There are a lot of factors to consider when setting up security for a computer and it is different for each person. Among the reasons why people disagree so much on Wilders is that each person has different needs and a blueprint for one person might not necesarrily work for another.

Just about for any pros people mention, there is a con and people weigh the different pros and cons differently. It does not necesarrily mean one person is right and the other is wrong....it simply means people weigh things differently.


Starrob

 

Re: comparison of anti-trojan programs and intrusion protection systems when dealing

I'm not sure if Regdefend can defeat PG or not.

Anyway, the problem of PG is that it is subject to registry-related attacks. It cannot protect itself from disabling by eidting the registry. If you think this is seirous, you need to find another IPS which will protect registry as well, or use supplemenatary products to help PG (eg Regdefend, RegRun).

One one hand, PG can protect AV/AT/AS from intrusion/termination. But on the other hand, it cannot protect itself from intrusion in some other ways
Now we need registry protection like RegDefend / Rerun. Later it is expected to hear how hackers can intrude them by some other methods.

So the best is to implement multi-layered protection, in which each security product can protect each other and cover each other vulnerabilities/loopholes.

 

Re: comparison of anti-trojan programs and intrusion protection systems when dealing

Very true.
The first fact is different people have different value judgement. For the same threat, some poeple may think it is dangeorus. Others may think it doesn't really matter.

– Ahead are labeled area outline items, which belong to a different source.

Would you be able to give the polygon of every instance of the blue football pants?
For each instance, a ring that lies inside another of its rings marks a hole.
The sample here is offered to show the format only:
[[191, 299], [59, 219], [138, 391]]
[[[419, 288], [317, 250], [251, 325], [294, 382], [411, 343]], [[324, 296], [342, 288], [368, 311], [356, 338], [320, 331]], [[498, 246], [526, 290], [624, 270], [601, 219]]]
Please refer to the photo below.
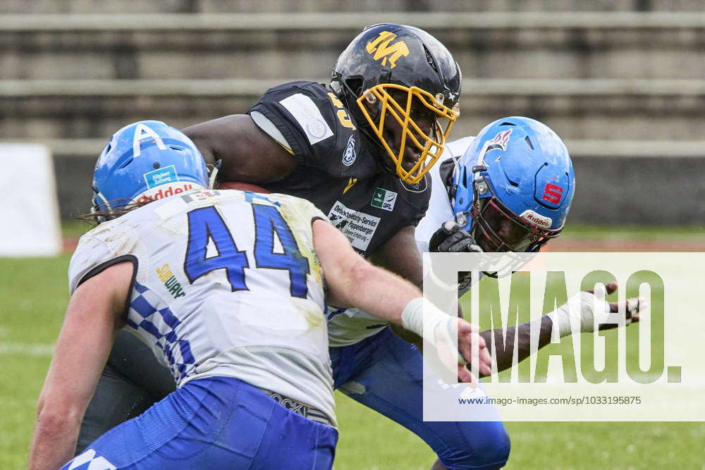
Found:
[[509, 436], [497, 421], [424, 421], [423, 359], [389, 328], [331, 347], [336, 387], [426, 442], [448, 469], [497, 469], [509, 457]]
[[83, 469], [330, 469], [338, 431], [229, 377], [193, 380], [108, 431]]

It depends on whether you are risk-averse or risk-taking.

The second fact is different people place different trust on their own preception.

Some people may value highly on their personal judgement and perception. Some others may wish to make their judgement based on magazine reviews or others' advice. Some others may wish to get answers from some independent tests/reports. Some people may tihnk that everything is not really accurate or reliable or representative, and decide to disregard them at all.

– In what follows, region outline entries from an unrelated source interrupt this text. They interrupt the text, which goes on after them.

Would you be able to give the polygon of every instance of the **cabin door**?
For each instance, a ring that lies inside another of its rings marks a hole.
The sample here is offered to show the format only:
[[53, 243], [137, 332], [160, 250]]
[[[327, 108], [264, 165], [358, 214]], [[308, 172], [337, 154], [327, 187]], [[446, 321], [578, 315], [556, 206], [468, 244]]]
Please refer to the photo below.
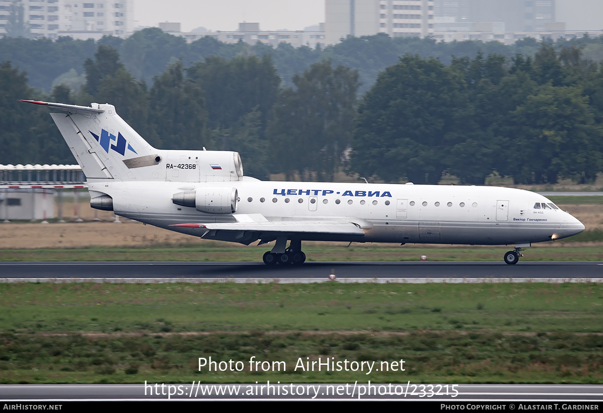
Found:
[[496, 220], [506, 221], [509, 219], [509, 201], [496, 201]]
[[406, 218], [408, 210], [408, 200], [399, 199], [396, 204], [396, 217]]

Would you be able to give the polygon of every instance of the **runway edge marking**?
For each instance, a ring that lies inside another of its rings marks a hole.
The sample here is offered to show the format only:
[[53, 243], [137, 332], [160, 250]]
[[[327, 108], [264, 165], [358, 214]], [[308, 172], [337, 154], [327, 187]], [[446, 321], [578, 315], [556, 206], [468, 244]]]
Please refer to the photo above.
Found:
[[212, 282], [234, 282], [235, 284], [308, 284], [317, 282], [342, 282], [344, 284], [349, 283], [373, 283], [373, 284], [420, 284], [428, 283], [449, 283], [449, 284], [479, 284], [479, 283], [504, 283], [504, 282], [545, 282], [549, 284], [560, 284], [565, 282], [575, 283], [602, 283], [603, 278], [396, 278], [391, 277], [376, 278], [376, 277], [359, 277], [346, 278], [344, 277], [337, 278], [336, 280], [329, 279], [327, 277], [321, 277], [320, 278], [235, 278], [229, 277], [224, 278], [0, 278], [0, 282], [2, 283], [16, 283], [16, 282], [50, 282], [55, 284], [68, 284], [77, 282], [98, 282], [107, 284], [166, 284], [173, 282], [189, 282], [193, 284], [203, 284]]

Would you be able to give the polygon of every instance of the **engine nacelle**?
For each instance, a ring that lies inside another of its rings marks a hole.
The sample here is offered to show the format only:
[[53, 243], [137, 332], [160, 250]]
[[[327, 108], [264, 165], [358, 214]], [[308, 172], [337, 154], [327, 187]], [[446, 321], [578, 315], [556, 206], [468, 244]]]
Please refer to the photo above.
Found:
[[200, 188], [174, 194], [172, 202], [206, 214], [226, 215], [236, 212], [239, 193], [236, 188]]
[[[91, 193], [93, 192], [94, 191], [90, 191]], [[95, 210], [113, 211], [113, 198], [104, 194], [92, 197], [90, 199], [90, 206]]]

The third fact is different people have different judgement on security.

Some people may only think they are safe since their computer works fine, or they don't see they are infected by any malware. (It may be false security nevertheless since some malware ar eused not to tell them their existence)

Some poeple may take potential threats into account. The security risks are there. It's up to you to block them with different means. Remember the threats are potential, and you may be lucky enough that no one exploit that threat in your computer.

No one can get absolutely safe unless you are going to shut down your computer. Everyone can be relatively safe depending on how you decide which level is considered safe. is leaving 100 threats regarded as safe, or 1000?

We all need to take a point somewhere between totally risk-averse and risk-taking.